An investigation into a previous contamination in Havelock North's water supply has found earthworks on a neighbouring mushroom farm may be to blame.
Hastings District Council released a report on the contamination today, as a new gastro crisis makes more than 3000 people sick.
This morning, a tanker providing Havelock North with clean water from Hastings tested positive for bacteria, pushing the council to chlorinate both towns' supplies.
Mayor Lawrence Yule today said he had just received a report about a similar contamination last year and would release it in a bid for transparency.
In October last year, E. coli was found in a well at the Brookvale borefield, which draws water from the Te Mata aquifer, providing all of Havelock North's water.
The bore is about 200m from the two bores at the centre of the current outbreak. It has been shut since.
At the time, the water was chlorinated for several days, and no one fell ill. A council investigation into the cause of the contamination could not pinpoint where the bacteria came from.
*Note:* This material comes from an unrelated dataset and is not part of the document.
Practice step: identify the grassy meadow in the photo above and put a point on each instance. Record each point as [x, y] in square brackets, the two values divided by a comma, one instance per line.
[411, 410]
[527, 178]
However, the report, by consultants Tonkin and Taylor, said it may have come from the neighbouring Te Mata Mushrooms.
The farm had done earthworks last year, which may have "compromised" the aquifer, the report said.
The report said wastewater from the mushroom farm, which may contain bacteria, could have become "hydraulically connected" to the groundwater system.
The report recommended the council assess whether the changes to the landscape could adversely affect groundwater, and that it do a "human health risk assessment".
It further recommended an expanded testing programme to better identify the source of contamination in the Brookfield borefield.
Te Mata Mushrooms owner Michael Whittaker said he was yet to read the full report.
"I am not qualified or make speculation on that - I don't know how it works, so I simply don't know," he said.